Single by A Boogie wit da Hoodie

from the album The Bigger Artist
- Released: September 22, 2017
- Genre: Trap
- Length: 3:34
- Label: Highbridge; Atlantic;
- Songwriters: Artist Dubose; Courtney Clyburn; Nick Seeley;
- Producers: Ness; Seeley;

A Boogie wit da Hoodie singles chronology
| "Beast Mode" (2017) | "Say A'" (2017) | "Keke" (2018) |

Music video
- "Say A'" on YouTube

= Say A' =

2017 single by A Boogie wit da Hoodie

"Say A'" is a song by American rapper A Boogie wit da Hoodie from his debut studio album The Bigger Artist (2017). It was released on September 22, 2017 as the album's second single.

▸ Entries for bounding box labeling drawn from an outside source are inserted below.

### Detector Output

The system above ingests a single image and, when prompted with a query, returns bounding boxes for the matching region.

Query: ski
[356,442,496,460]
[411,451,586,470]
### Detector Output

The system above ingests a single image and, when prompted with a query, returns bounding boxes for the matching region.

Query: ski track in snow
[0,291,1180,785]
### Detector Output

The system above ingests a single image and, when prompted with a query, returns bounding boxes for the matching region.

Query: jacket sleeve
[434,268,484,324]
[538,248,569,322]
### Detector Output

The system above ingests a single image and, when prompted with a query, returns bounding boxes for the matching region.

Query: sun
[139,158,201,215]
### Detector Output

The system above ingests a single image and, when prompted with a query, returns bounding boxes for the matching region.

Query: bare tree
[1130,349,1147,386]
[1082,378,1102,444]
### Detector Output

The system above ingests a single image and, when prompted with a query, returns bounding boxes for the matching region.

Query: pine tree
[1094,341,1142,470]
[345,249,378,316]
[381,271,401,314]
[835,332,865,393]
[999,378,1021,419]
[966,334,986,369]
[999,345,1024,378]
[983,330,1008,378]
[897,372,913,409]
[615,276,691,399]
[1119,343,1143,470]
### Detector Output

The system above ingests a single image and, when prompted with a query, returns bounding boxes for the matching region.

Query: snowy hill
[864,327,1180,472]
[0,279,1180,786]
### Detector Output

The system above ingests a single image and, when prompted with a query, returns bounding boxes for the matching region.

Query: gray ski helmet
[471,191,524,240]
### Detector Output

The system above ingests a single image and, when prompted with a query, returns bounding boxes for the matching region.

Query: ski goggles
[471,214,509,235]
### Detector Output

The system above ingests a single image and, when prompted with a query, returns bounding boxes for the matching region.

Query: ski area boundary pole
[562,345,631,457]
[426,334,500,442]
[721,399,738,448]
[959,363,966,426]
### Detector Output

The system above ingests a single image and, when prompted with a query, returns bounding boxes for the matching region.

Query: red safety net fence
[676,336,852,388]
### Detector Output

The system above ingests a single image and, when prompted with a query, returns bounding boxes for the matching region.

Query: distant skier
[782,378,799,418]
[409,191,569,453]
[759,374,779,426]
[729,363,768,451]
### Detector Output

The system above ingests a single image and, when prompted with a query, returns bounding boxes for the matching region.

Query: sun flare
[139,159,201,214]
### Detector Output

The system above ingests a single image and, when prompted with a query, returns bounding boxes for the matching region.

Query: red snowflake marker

The song was produced by Ness and Nick Seeley.

==Composition==
Kevin Goddard of HotNewHipHop called the song a "light-hearted, catchy street banger". Produced by in-house producer Ness, a label mate of A Boogie wit da Hoodie, the instrumental has a "cheerful" piano loop with "trap drums" playing which appears to be sampled from "Tempest Towers" from the Nintendo game Kirby's Epic Yarn, along with a faint sound of police siren. A Boogie sings about his experiences of life in the streets and being stopped by police, and what his newfound success has to offer him.

==Music video==
Directed by Michael Garcia, the accompanying music video was released on January 5, 2018. It begins with A Boogie wit da Hoodie in an argument with a woman before noticing that police have spotted him. He hops into his Mercedes-Benz, which transforms into a Ferrari, with a female model by his side. The visual then alternates between animated and live-action shots, showing the pursuit, which is being televised. Boogie stops his car and leaves the model inside, and makes his way to a staircase and onto a rooftop. He eventually outruns the police, and on his way downstairs, he sees a couple of kids who were watching him on the news the entire time.

==Charts==

| Chart (2017) | Peak position |
|---|---|
| US Billboard Hot 100 | 75 |
| US Hot R&B/Hip-Hop Songs (Billboard) | 33 |

==Certifications==

| Region | Certification | Certified units/sales |
| Canada (Music Canada) | Platinum | 80,000^{‡} |
| United States (RIAA) | 2× Platinum | 2,000,000^{‡} |
^{‡} Sales+streaming figures based on certification alone.